That begs the question: With the GDP moderating, what's the next catalyst for economic growth? “We've had two locomotives in the last 10 years,” says Edward Leamer, director of the UCLA Anderson Forecast in Los Angeles, which provides quarterly economic projections for the nation and the state of California. “During the Internet rush period of the late 1990s and into 2000, the locomotive was business spending on equipment and software,” Leamer adds.

“With that locomotive pulled off to the sidelines, Mr. Greenspan [former Fed chairman Alan Greenspan] got another locomotive going by giving us these incredibly low interest rates for so long.” The end result, says Leamer, was an incredible boom in the housing market that enjoyed a bull run for several years. Indeed, after the 2001 recession spending on housing as a percentage of GDP rose to levels not seen since the 1950s.

But now that those two economic drivers have run their course, our focus turns to the next, as yet unknown, catalyst. Will it be biotech, or U.S. exports, or new energy sources?
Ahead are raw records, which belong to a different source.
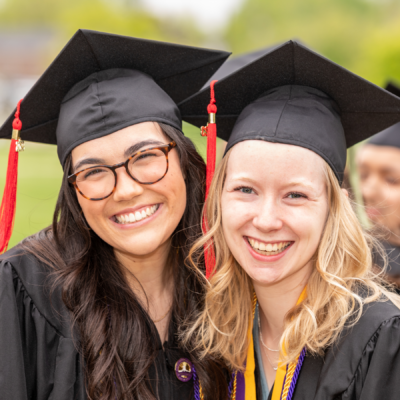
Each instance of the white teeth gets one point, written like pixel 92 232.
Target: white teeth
pixel 273 249
pixel 137 216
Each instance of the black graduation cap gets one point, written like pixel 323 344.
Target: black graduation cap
pixel 390 136
pixel 295 96
pixel 393 88
pixel 235 63
pixel 101 83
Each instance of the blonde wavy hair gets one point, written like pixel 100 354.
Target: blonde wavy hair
pixel 342 282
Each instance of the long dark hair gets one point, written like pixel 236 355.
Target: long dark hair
pixel 116 337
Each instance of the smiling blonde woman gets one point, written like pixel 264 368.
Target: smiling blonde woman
pixel 293 305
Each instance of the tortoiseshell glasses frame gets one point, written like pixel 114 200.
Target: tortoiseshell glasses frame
pixel 165 149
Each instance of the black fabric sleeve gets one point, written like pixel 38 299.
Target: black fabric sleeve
pixel 36 362
pixel 377 376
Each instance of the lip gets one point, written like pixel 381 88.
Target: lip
pixel 372 212
pixel 138 223
pixel 263 258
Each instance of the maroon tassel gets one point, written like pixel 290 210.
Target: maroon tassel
pixel 211 132
pixel 9 201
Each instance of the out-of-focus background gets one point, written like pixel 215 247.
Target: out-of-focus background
pixel 361 35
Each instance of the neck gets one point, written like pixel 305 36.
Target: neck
pixel 276 300
pixel 149 276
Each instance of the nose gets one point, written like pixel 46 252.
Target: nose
pixel 126 188
pixel 370 189
pixel 268 216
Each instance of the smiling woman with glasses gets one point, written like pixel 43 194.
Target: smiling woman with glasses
pixel 93 304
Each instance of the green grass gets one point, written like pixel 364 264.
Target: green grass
pixel 39 181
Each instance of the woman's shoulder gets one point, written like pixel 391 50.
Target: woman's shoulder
pixel 358 362
pixel 30 284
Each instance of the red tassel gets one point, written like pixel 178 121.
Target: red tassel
pixel 211 132
pixel 8 204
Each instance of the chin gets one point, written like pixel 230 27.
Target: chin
pixel 264 275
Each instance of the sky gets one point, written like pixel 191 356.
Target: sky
pixel 204 12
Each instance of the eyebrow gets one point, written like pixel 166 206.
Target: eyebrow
pixel 128 152
pixel 136 147
pixel 291 183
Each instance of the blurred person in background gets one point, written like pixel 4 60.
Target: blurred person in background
pixel 90 307
pixel 378 163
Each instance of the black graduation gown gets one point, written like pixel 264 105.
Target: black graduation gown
pixel 363 365
pixel 393 253
pixel 38 356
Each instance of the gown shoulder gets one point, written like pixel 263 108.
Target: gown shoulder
pixel 364 364
pixel 39 354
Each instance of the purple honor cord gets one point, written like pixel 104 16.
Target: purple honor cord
pixel 296 374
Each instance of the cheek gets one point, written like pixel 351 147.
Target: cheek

Food for thought: A recent story in the online edition of Farm Press discusses the great demand for corn to meet higher demand for ethanol production. No, corn is not the panacea, but it's fascinating how our economic system continually reinvents itself. For its part, the commercial real estate industry is generally a follower of macro-economic change, not a leader. Whatever emerges as the next great locomotive, you can bet that real estate will be riding that train.